Kemâlâtın peyder pey ve zamanı gelince olacağı ve sabır...

Öyle ya anasından yeni doğan bebeğe en iyisi ve faydalısı ana sütüdür.

Akıl: “bal pek iyidir”dese bile henüz çok erken, geçersiz ve zararlıdır...

--- “Bunun üzerine yürüyüp gittiler. Nihâyet gemiye bindikleri zaman o (Hızır), gemiyi deldi (yırttı, yaraladı). Musa: “Halkını (içindekileri) boğmak için mi onu deldin? Gerçekten (andolsun) sen (ziyânı) büyük bir iş yaptın!” dedi.” (Kehf 18/71)

--- “(Hızır): Ben sana, benimle beraberliğe sabredermezsin demedim mi?” dedi. (Kehf 18/72)

--- Musa: “Unuttuğum şeyden dolayı beni muaheze etme (yakalayıverip suçlama). Şu işimden dolayı bana zorluk çıkarma (güçlük yükleme) dedi.” (Kehf 18/73)

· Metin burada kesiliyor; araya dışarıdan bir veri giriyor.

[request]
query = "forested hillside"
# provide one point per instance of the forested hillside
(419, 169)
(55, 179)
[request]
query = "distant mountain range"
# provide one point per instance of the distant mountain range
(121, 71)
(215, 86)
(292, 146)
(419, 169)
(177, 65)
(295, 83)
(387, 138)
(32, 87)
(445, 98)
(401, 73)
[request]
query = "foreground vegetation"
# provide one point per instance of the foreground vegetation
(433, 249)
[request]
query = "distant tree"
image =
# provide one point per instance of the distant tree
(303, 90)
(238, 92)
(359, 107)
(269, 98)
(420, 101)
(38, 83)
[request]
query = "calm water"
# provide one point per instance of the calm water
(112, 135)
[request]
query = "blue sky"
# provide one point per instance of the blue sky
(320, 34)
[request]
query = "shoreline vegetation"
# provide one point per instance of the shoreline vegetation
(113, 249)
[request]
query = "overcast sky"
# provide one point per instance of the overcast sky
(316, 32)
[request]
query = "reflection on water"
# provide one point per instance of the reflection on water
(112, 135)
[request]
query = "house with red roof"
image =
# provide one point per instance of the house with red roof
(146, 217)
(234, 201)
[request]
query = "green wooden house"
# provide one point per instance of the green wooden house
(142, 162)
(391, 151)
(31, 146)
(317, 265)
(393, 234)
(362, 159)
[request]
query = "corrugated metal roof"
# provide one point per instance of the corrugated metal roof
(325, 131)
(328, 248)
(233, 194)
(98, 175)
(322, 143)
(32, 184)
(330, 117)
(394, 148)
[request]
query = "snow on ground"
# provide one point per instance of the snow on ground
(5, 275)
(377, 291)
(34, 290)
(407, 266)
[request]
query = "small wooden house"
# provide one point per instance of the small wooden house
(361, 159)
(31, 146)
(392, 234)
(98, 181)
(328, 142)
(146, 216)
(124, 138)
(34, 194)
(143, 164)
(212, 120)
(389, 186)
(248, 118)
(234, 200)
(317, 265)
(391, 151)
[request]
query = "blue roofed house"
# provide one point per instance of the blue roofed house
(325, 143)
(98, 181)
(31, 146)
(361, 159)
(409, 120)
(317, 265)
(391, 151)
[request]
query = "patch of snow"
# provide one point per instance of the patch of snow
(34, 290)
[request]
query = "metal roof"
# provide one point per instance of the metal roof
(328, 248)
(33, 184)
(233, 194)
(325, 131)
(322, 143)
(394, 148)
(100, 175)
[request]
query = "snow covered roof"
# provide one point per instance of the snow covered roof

Bâtına vakıf olmayan mürîd zâhire hükmettiğinden dolayı özür diliyor.
Seyr-ü sülûke devâmını istiyor.

Yolun ve bileliğin şartı olan karışmayıp seyretmeyi ve sözünü unuttuğunu bildiriyor.

--- “Yine yürüdüler. Nihâyet bir erkek çocuğa rastladıklarına (Hızır) hemen onu öldürdü. Musa dedi ki: Tertemiz bir canı, bir can karşılığı olmaksızın (kimseyi öldürmediği, kısası hak etmediği halde) katlettin haa... Gerçekten sen fena bir şey yaptın!” (Kehf 18/74)

Mürşid ve mürîd; seyr-ü sülûkle bir başka makama intikal ettiklerinde,mürşidin bâtını tasarrufuna (kötü ahlâkı öldürmesine) mürîd yine zâhiri görüşüyle itiraz etti.

Ve şiddetle şerîata karşı iş yapmakla suçladı.

Dikkat ediniz ki akıl (fetâ, köle) orada olduğu hâlde hiçbir şeye karışmıyor.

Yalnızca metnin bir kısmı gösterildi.